I’m not interested in finding a hook up, and the mentality of lazily seeking a one night stand through the internet is entirely unappealing to me. Before Tinder definitively stole the title of hook-up central, OkCupid had a bit of a reputation. Unlike eHarmony or Match, it’s totally free to join, see photos and send messages.  Without any monetary barriers, free dating websites have been known to collect a more, well lets say diverse range of personalities.

But hey, maybe I needed to branch out. I figured the worst that could happen is acquiring new dating horror stories for entertaining others, right?

Well, I have been VERY disappointed thus far, mostly dealing with seemingly grounded, nice guys and dodging only the occasional blatant hook-up request. Yawn.

Until, out of the blue, I struck gold. Honestly, I might as well quit OkCupid right now because I can’t imagine getting a more amazing message from a more spectacular profile. Let me break it down for ya’ll, since there is a whole lot of awesome to take in.

(I blurred the image and removed details to protect this fine gentleman’s identity)

Let us begin with his message to me…

ok cupid fail 02

  • Oh wow! He wrote me a poem! How sweet and romantic and vague enough to be sent to every single girl on this website!
  • I don’t know about being kept warm “like a woolen fleece”, but I have heard worse.

Lets zoom into the end just a little bit, shall we?

ok cupid fail 03

  • Umm, “Pope of Pleasure”? Oh wait, I get it… he’s a nice religious boy! My proverbial Catholic family will be so happy.

To his profile page! A name and photo oozing personality, yet I begin to grow concerned…

ok cupid fail 04

  • Three Things:
  1. (His profile name has been blanked out because I have some sense of decency.) While it’s not the actual spelling of female anatomy starting with V, the implied reference is undeniable. Does one really want to associate with a destroyer of that?
  2. For my own protection, he is wearing sunglasses so I am not memorized by the intensity of his gaze? And yes, he is wearing a fedora. A better exploration into the perils of dating a fedora wearing man can be found here. But it’s not promising.
  3. OkCupid literally matched us as zero anything. ANYTHING. It makes it pretty clear we should not be in each others lives in any way, shape or form. Or he is a ghost.

Now to get into his personality, and perhaps some there is some potential?

ok cupid fail 05

  • Lets just take a minute to let that sink it…. contain your squeals, ladies! Because I FOUND ONE! An actual, self-proclaimed BRONY! And he wants to date ME!!! It’s pretty much like nabbing a unicorn. Try to contain your jealousy.
  • Also, having nothing in common with me regarding politics and philosophy? Bonus!

A little more on that…

ok cupid fail 06

  • Nothing like some old fashioned misogyny to get a girl excited. Particularly an independent Northwestern girl. I certainly didn’t want an equal partnership in a relationship, after all. We must be meant to be.
  • Or maybe he just wants to clarify that he is in fact a man, and not a fictional cartoon horse? That is nice to know.
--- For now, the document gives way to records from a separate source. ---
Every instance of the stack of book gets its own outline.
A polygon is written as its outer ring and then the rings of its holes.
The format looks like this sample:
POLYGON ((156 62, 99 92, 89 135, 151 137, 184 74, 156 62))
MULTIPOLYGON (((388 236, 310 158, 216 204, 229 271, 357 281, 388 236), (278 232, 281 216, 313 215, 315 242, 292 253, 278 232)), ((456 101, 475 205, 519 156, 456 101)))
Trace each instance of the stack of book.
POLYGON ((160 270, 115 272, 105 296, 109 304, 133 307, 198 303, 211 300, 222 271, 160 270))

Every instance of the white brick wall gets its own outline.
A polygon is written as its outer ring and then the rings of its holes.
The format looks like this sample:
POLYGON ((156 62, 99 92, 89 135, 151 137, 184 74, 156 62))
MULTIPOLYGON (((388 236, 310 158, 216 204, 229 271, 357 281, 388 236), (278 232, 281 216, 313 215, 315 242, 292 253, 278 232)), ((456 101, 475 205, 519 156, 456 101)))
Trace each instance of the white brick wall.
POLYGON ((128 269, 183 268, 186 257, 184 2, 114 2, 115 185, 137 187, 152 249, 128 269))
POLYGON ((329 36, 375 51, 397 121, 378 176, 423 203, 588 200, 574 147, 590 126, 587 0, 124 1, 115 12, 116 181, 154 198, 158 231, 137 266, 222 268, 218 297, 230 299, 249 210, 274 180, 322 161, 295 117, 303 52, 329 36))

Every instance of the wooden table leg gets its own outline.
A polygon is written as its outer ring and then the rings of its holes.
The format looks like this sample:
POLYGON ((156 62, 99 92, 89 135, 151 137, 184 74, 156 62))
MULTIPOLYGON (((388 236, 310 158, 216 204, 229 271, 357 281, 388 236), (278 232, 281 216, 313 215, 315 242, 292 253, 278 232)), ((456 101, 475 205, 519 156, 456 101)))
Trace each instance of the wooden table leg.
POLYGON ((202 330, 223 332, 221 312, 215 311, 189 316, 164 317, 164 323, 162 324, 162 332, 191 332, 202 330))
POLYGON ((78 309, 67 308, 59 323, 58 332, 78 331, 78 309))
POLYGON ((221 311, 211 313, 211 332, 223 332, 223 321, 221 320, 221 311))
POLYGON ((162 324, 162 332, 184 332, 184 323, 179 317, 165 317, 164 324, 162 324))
Back off world, he’s a career man and he’s all mine:

ok cupid fail 08

  • Ummm, I mean, at least he is very specific about his aspirations? Very, mind-blowingly, singularly specific.

Admittedly, I couldn’t scroll any further down the page. It was too much to handle.

We will have a very stable relationship and no one will reign on our love parade. Don’t try and stirrup any trouble out of jealousy. I would keep talking but my voice is getting a little horse. (Really horrible puns. Sorry, I’m not sorry.)

I will see you all at the wedding.

Here is the overall profile and message if you want to take it all in at once:


4 thoughts on “That’s not ok, cupid.

  1. All I can say is, wow. There were some interesting people on match back in the day, but this guy takes the cake.

    And I guess I’m out of the loop because I have never heard of a brony.

    The dating world just gets weirder and weirder.